Le collectif entend réunir tous les professionnels de santé de terrain et les usagers désireux de faire évoluer rapidement le système de santé en France. Son appel à manifester est soutenu et relayé par une trentaine de syndicats et associations de soignants et patients. Parmi les signataires de l’appel figurent la première fédération de syndicats de médecins hospitaliers, les syndicats d’urgentistes, les deux syndicats représentatifs des pharmaciens, des syndicats de médecins libéraux, des associations de kinésithérapeutes, d’infirmiers ou de psychiatres.
Un Premier ministre gravement exposé
Les journées d’action de l’intersyndicale et du collectif ayant respectivement été programmées les 2 et 4 de ce mois, il est impossible, dans le présent article, de commenter les niveaux de mobilisation. En revanche, il est possible d’analyser l’ensemble des revendications qui seront exprimées et celles qui sont latentes au sein d’autres catégories de la population et seront sans doute exprimées dans un futur proche. Et de tirer des enseignements… Analyser révèle un climat social devenu conflictuel qui, s’ajoutant à l’instabilité et à la confusion politiques, désorganise et ralentit l’activité économique.
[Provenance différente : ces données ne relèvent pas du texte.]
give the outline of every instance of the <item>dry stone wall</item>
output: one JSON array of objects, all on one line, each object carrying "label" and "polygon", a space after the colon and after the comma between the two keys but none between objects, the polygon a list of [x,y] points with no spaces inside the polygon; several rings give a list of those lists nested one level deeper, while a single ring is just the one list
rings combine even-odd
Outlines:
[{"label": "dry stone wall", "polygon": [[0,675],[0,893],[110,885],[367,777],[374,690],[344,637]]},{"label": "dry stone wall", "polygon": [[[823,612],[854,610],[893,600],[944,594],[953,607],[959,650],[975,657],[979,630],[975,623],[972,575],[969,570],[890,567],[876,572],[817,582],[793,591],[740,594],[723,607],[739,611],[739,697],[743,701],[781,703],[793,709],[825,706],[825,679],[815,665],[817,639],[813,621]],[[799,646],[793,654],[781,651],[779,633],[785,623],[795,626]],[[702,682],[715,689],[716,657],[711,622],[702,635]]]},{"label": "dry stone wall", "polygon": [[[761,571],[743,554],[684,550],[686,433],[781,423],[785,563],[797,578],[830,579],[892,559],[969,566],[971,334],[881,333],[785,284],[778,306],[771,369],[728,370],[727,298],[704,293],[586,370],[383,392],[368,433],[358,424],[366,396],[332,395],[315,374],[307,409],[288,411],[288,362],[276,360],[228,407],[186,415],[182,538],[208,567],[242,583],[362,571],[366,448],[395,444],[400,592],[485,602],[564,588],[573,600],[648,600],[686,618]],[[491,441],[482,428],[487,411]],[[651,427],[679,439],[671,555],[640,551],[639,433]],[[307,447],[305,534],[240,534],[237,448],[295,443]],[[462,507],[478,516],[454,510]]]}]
Analyser fait craindre la multiplication de revendications de plus en plus égoïstes voire corporatistes du fait de l’incapacité de la classe politique d’œuvrer à des solutions globales et durables. Analyser suggère que la grève et la rue ne sont pas encore assez fortes pour imposer un compromis social (les difficultés financières de nombreux individus et ménages, un désenchantement ou un découragement plombent les mobilisations). Analyser suggère qu’un compromis politique sera difficile à trouver, car, étant soumis aux pressions de la Commission européenne et des agences financières (qui poussent à la réduction de la dette de la France) et à celles du grand patronat et des parlementaires de droite (qui refusent toute hausse de la pression fiscale), Sébastien Lecornu n’a pas de marges de manœuvre budgétaires et refuse à ce jour l’Impôt sur la fortune (ISF), la taxe Zucman et à la suspension de la réforme des retraites (interview, Le Parisien, 26 septembre dernier). Ce qui l’expose gravement. En effet, ses refus ne peuvent qu’inciter les députés du Parti socialiste et du Rassemblement national (afin de ne pas se couper des mouvements sociaux et/ou ne pas être désavoués par l’électorat populaire) à joindre leurs votes à ceux des députés Insoumis, communistes et écologistes pour censurer.
Avec un climat social rendant la chaotique chaussée politique de plus en plus glissante, la feuille de route que présentera le Premier ministre risque de devenir très vite une feuille de sortie de route.